Yes, under specific conditions. Nail debridement for mycotic nails is covered when the nails present a health risk due to a systemic condition or when mycotic nail involvement is documented with clinical findings.
2. Can a podiatrist bill Medicare for an office visit and a foot procedure on the same day?
Yes, but only with modifier -25 attached to the E/M code and a separately documented, distinct clinical reason for the visit. CMS and OIG have flagged this combination as a high-risk area for improper billing.
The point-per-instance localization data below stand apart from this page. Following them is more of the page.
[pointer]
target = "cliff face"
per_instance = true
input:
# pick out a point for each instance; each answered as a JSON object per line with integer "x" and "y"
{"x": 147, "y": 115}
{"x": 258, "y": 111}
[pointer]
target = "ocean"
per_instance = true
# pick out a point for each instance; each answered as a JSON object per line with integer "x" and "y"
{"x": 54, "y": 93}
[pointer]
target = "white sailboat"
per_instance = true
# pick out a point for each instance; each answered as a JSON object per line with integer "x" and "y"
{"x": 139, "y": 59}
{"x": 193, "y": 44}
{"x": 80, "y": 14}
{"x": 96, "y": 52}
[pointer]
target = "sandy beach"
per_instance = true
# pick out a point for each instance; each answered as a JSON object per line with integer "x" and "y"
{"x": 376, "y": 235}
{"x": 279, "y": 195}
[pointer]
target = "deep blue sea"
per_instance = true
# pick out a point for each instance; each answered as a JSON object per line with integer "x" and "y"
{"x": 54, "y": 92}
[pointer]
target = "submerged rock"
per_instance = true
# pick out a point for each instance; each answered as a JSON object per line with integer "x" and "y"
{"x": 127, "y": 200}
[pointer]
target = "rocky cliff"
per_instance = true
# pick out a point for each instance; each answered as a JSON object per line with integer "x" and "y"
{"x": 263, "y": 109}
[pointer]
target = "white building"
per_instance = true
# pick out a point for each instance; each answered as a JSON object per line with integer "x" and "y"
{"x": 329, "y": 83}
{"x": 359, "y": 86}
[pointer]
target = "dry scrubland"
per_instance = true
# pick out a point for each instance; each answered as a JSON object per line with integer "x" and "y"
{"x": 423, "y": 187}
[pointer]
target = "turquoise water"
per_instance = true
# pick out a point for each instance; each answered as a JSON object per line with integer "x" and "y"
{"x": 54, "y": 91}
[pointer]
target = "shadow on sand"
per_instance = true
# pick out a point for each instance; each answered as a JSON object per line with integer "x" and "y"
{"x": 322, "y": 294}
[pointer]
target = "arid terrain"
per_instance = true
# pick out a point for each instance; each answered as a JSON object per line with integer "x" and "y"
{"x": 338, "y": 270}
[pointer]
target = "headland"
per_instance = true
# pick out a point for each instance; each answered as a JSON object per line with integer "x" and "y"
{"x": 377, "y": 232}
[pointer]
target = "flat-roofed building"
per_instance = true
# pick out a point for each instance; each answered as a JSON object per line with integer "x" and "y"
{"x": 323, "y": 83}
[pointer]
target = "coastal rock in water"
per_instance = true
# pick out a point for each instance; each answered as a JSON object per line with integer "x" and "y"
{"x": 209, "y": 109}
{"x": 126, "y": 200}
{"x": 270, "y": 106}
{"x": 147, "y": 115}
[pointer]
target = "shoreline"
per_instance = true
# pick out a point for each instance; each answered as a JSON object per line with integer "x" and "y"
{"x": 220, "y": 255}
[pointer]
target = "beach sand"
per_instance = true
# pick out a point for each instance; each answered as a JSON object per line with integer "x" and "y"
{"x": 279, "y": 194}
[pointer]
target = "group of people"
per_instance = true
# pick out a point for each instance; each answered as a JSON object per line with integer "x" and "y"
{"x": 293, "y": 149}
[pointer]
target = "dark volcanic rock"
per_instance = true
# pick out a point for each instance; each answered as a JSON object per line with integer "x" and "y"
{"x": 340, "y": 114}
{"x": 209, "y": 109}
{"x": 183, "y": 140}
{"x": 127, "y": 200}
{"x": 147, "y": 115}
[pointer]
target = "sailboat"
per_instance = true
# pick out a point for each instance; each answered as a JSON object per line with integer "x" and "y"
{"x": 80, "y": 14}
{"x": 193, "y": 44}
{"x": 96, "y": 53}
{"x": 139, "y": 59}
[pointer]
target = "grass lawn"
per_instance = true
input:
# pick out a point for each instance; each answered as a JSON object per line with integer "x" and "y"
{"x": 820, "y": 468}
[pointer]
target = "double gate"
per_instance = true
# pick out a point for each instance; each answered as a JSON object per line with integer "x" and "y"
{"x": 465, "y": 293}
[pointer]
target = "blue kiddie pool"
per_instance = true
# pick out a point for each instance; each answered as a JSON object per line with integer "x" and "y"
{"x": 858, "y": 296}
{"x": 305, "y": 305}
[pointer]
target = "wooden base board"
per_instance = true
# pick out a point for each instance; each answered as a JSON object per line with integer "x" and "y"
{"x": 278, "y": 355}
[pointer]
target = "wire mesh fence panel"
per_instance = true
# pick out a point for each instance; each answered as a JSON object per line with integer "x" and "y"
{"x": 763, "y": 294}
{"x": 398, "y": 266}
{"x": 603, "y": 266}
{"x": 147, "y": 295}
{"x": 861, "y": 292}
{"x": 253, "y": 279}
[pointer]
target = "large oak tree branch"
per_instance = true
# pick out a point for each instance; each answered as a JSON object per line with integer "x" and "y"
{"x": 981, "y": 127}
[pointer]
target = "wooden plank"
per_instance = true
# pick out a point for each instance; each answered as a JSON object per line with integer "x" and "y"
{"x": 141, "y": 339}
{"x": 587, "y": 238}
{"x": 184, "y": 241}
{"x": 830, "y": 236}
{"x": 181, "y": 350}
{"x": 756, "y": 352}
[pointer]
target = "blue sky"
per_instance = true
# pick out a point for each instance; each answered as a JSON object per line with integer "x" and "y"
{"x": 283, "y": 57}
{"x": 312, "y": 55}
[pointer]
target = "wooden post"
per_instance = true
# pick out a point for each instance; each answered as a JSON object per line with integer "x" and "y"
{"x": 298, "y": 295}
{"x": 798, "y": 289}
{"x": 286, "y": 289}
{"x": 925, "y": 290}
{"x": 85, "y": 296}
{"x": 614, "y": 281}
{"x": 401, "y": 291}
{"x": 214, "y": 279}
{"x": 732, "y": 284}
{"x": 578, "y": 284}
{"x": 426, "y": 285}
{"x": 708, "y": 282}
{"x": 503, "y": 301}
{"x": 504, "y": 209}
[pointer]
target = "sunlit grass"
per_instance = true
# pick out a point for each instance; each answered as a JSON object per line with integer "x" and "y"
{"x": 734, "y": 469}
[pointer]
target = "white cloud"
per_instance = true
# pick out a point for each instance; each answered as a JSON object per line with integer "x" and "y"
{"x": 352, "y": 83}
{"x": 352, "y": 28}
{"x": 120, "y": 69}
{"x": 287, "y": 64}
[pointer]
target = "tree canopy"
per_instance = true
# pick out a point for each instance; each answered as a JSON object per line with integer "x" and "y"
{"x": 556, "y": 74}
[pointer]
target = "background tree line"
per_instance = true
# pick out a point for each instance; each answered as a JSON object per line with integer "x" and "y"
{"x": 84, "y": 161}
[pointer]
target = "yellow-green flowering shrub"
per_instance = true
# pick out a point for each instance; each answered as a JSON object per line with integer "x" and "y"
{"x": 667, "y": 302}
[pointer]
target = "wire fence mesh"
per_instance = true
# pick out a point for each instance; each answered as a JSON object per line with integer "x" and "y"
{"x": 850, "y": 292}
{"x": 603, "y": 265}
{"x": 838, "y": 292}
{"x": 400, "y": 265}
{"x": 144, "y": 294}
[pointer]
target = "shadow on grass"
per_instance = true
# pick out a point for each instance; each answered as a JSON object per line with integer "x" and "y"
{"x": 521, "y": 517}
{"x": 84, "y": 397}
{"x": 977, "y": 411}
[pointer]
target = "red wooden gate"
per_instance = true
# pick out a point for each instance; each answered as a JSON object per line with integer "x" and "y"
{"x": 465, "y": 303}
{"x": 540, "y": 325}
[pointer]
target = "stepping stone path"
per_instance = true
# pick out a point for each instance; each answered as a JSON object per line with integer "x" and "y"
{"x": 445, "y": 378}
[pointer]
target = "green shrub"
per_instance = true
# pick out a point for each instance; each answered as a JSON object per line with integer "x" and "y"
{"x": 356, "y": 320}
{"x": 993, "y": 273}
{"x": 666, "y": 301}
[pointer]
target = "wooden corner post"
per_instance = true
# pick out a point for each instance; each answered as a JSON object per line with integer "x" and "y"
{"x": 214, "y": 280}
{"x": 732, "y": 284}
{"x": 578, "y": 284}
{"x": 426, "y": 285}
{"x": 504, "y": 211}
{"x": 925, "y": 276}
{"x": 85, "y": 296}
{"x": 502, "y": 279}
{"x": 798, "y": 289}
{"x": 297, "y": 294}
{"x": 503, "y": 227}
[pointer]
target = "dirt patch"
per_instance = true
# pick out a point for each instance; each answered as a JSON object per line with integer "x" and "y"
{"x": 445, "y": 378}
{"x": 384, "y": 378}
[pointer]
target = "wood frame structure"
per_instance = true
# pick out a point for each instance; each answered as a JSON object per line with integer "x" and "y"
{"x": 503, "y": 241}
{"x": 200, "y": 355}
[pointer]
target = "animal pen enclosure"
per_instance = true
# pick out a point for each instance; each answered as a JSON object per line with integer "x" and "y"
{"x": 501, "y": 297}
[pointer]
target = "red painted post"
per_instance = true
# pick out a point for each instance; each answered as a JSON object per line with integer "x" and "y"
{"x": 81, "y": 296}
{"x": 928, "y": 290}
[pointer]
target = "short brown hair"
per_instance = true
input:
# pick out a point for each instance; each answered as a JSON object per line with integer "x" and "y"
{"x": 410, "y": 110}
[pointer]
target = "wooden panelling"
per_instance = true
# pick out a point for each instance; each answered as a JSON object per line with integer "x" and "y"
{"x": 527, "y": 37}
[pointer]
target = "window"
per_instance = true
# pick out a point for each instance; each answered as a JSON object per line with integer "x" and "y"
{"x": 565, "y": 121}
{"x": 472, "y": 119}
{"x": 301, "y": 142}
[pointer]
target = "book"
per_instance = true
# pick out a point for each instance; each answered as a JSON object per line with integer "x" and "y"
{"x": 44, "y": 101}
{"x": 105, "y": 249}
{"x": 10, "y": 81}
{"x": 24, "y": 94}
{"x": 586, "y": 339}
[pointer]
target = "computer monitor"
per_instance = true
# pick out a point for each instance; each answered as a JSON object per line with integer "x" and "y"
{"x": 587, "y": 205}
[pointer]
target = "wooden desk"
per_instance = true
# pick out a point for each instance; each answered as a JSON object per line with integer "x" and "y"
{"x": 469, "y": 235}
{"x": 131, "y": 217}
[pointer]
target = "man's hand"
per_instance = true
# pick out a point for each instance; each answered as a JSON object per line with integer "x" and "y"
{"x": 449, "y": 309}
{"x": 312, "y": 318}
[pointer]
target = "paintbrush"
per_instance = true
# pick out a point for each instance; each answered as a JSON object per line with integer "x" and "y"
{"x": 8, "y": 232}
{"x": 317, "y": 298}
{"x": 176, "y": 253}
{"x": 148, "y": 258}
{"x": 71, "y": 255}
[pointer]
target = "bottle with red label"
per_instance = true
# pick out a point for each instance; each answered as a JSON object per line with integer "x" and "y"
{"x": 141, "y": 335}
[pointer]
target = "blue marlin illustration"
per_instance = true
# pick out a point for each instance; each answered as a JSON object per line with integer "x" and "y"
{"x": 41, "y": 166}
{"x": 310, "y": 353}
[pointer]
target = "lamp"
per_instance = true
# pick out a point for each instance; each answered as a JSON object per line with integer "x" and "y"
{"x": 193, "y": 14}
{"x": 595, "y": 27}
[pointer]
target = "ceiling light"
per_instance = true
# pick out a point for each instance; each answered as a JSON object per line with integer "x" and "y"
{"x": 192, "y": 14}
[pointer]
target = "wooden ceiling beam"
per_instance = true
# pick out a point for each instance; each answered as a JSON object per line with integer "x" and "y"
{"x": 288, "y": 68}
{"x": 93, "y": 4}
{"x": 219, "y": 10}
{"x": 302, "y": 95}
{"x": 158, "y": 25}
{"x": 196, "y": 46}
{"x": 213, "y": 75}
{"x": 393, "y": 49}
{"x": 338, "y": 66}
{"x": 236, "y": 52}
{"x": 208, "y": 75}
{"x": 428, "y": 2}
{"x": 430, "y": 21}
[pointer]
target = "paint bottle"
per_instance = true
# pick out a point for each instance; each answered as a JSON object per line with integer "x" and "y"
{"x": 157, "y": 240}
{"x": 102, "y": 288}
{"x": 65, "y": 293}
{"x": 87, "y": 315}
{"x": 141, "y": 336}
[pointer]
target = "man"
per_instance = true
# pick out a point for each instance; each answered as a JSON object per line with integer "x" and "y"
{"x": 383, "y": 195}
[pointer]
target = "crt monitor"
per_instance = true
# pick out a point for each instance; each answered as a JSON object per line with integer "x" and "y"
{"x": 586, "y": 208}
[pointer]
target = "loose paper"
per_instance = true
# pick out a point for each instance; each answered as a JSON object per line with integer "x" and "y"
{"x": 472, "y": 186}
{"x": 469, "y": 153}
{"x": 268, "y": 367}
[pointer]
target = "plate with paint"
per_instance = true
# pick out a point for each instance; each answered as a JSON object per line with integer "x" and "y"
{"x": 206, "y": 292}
The documentation must clearly show that the E/M was not simply the pre-service work for the procedure.
3. What CPT codes are most commonly used for Medicare podiatry billing?
The most frequently used codes include CPT 11721 (debridement of 6+ nails), CPT 11055–11057 (paring or cutting of benign lesions), CPT 11730 (avulsion of nail plate), and CPT 28285 (correction of hammer toe).
4. Does Medicare podiatry coverage apply to care provided in a skilled nursing facility (SNF)?
Yes. DPMs can provide consultation services in SNFs, billed under Part A or Part B, depending on the patient’s benefit period status.
5. How does the new 2026 MIPS Value Pathway (MVP) affect podiatry reporting?
It offers podiatry-specific reporting, impacting quality scores and payment adjustments based on performance and compliance with CMS requirements.